Manager and relay binaries are upgraded manually today. The same Sigstore-signed releases ship for them, but there’s no manager-driven rollout — see Install the manager and Install the relay for the manual flow (and the optional Sigstore-verification step on each).

Manager-driven upgrade only works once the node is already installed and registered. The first install always uses the curl-pipe-bash one-liner:

Both installers lay out /opt/bilbycast/<service>/{current,versions/<v>/,state.json,config…} with current as a symlink the upgrade machinery atomically swaps. After the first install, every subsequent upgrade is the manager-driven flow on this page.

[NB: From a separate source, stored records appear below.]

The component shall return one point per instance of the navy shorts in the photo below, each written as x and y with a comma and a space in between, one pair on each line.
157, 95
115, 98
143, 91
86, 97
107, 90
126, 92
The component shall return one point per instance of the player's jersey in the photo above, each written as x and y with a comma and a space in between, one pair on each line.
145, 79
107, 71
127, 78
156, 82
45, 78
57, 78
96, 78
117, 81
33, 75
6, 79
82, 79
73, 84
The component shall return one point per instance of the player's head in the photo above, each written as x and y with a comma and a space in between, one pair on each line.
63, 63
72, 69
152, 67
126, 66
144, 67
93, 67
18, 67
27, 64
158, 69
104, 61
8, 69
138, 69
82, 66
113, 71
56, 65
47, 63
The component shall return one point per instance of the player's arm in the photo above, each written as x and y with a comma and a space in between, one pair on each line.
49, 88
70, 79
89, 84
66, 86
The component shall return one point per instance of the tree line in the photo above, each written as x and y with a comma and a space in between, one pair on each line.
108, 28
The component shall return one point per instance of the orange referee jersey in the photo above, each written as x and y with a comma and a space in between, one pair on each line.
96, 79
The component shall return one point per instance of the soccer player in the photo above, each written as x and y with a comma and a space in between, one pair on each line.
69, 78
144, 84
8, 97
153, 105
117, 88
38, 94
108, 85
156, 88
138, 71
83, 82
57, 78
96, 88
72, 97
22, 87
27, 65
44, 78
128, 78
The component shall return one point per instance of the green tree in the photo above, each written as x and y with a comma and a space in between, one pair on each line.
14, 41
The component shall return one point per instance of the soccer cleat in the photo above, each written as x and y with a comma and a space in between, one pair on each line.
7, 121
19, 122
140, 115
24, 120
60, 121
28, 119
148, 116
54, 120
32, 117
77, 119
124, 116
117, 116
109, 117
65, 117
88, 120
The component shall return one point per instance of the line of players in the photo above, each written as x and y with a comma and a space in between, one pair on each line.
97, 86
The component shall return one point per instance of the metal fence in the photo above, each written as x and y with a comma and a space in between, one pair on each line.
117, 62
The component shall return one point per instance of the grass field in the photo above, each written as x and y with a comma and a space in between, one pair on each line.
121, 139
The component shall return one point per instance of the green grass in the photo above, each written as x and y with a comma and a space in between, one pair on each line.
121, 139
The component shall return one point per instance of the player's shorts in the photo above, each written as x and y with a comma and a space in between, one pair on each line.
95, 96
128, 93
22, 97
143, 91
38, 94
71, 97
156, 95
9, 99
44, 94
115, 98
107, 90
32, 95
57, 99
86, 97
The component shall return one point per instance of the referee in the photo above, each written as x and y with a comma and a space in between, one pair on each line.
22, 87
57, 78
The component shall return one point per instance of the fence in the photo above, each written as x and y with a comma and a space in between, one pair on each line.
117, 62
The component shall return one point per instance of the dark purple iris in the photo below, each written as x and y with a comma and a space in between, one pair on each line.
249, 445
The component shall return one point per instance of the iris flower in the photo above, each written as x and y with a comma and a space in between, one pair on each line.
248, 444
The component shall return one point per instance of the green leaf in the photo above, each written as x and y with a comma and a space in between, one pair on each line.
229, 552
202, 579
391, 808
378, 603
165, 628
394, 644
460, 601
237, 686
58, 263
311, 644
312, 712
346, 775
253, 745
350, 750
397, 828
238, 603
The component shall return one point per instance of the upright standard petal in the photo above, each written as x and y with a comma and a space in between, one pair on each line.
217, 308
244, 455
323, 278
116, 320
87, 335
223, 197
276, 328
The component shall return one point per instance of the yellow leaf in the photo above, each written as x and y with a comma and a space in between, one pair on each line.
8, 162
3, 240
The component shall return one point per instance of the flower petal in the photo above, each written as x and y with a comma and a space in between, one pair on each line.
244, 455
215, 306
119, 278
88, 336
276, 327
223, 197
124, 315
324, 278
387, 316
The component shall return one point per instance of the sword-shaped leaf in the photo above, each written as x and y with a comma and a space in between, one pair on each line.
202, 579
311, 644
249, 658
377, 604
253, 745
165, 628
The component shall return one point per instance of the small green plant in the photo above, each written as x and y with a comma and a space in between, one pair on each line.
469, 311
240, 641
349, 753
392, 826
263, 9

  1. Sign in to the manager as Operator or higher (group-scoped — Operator on the node’s owner group).
  2. Navigate to Managed Nodes (/admin/nodes).
  3. Find the row for the node you want to upgrade. The Actions column shows an Upgrade… button only when the node has advertised the "upgrade" capability on its most recent health beat. Older nodes that predate the upgrade module hide the control automatically.
  4. Click Upgrade…. The modal opens and queries the available released versions for that node’s binary (cached server-side for 5 min).
  5. Pick a (version, channel):
    • stable is the only channel published today.
    • The dropdown lists the most recent ~10 releases. Pick the one you want.
  6. Click Stage upgrade.
  7. The modal closes and the node row’s Version column starts showing a small badge:
    • upgrading — the edge is staging (downloading + verifying + extracting + symlink swap)
    • updated — completed; the node is now running the new version
    • upgrade failed — staging rejected the release. Hover for the structured error_code (e.g. upgrade_signature_invalid, upgrade_checksum_mismatch, upgrade_disk_full).

Steady-state, the whole flow takes ~30 seconds for a small binary on a fast link. The node briefly disconnects from the WebSocket while systemd respawns it; the manager treats that as an in-flight upgrade and waits for the new binary to re-authenticate with the new software_version.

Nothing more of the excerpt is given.